The most popular active banking malware are TrickBot, cedID, Gozi, Ramnit and Zesus panda. According to the IBM report, the hacker groups have ties to each other to fuel their financial crime economy.
“The banking Trojan arena is dominated by groups from the same part of the world, by people who know each other and collaborate to orchestrate high-volume wire fraud,” IBM Executive Security Advisor, Limor Kessem.
Active Banking Malware
Trickbot is the infamous banking malware which steals login credentials from applications, it was discovered long back ago and it is the most aggressive trojan of 2018.
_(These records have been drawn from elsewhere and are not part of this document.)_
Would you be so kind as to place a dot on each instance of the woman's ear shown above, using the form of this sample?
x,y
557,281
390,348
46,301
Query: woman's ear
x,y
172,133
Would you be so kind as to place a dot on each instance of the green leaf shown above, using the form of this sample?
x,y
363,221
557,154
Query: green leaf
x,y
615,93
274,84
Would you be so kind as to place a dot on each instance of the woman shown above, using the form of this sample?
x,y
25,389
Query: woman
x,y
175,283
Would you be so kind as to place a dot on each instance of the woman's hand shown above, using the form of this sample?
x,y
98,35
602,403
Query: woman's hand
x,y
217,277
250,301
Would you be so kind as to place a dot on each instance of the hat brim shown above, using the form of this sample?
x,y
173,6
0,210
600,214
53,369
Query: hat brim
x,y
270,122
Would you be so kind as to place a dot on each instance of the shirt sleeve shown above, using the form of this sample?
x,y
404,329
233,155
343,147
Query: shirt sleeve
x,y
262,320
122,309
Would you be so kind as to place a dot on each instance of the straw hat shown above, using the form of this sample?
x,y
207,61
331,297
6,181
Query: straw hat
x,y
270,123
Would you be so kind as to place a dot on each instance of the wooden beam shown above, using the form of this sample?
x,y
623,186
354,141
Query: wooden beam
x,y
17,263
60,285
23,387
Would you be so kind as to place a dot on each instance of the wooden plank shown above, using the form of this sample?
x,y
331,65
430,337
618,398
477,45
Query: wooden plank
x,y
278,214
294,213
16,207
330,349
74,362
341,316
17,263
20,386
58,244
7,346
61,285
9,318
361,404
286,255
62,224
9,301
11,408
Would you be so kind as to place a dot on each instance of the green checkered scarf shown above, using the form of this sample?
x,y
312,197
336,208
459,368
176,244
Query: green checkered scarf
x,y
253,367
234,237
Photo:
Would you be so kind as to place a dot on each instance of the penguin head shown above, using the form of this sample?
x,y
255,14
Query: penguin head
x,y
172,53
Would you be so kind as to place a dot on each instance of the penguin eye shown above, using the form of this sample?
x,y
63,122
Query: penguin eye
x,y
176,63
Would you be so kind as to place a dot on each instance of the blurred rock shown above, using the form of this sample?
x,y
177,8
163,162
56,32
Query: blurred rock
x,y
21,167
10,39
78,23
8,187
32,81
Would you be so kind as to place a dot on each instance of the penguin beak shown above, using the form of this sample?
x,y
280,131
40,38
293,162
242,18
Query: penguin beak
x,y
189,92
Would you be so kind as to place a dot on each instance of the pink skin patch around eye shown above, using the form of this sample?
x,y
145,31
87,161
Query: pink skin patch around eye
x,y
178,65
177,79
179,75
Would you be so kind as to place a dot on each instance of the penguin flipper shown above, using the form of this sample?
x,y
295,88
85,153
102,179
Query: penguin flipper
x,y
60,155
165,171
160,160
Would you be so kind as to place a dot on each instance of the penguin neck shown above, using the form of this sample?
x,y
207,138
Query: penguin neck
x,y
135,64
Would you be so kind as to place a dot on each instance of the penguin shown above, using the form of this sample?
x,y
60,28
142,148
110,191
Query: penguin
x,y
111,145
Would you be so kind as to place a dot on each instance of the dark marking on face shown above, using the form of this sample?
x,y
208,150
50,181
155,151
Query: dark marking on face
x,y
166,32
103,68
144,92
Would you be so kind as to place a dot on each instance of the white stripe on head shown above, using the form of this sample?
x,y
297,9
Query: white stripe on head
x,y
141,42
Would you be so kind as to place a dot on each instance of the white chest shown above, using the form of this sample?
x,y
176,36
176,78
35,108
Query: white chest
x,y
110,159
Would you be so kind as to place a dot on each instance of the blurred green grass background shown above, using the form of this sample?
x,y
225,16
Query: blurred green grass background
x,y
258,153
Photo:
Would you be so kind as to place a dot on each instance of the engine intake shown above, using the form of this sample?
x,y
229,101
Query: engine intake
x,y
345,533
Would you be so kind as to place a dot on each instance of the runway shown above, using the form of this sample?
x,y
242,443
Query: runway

At earlier stages, Trickbot appears not connected with any trojans, in the recent campaign, the Trickbot drops IcedID. In another campaign observed by ESET Emotet drops TrickBot and IcedId.
“By August 2018, our researchers noted that IcedID had been upgraded to behave in a similar way to the TrickBot Trojan in terms of its deployment,” Kessem added.
In another Trickbot campaign, it drops the Ryuk Ransomware and Emotet malware. The Ryuk Ransomware infects the system and demands ransom.
The 2019 version of Trickbot variant adds three new functions Virtual Network Computing (VNC), PuTTY and Remote Desktop Protocol (RDP) platforms.
Gozi, yet another highly active malware which was first spotted in 2007, it was constantly evolving and its source code leak gives rise to a number of active trojans today. The Gozi malware is distributed through macro-enabled spreadsheet attachments.
Ramnit another banking trojan, which is initially a self-replicating worm evolved modular banking Trojan, later in 2018 it code was revamped partnering with Ngioweb.
Based on IBM research, “starting from 2018 connected the major cybercrime gangs together in explicit collaboration. This trend is a negative sign that highlights how botnet operators join forces, revealing the resilience factor in these nefarious operations.”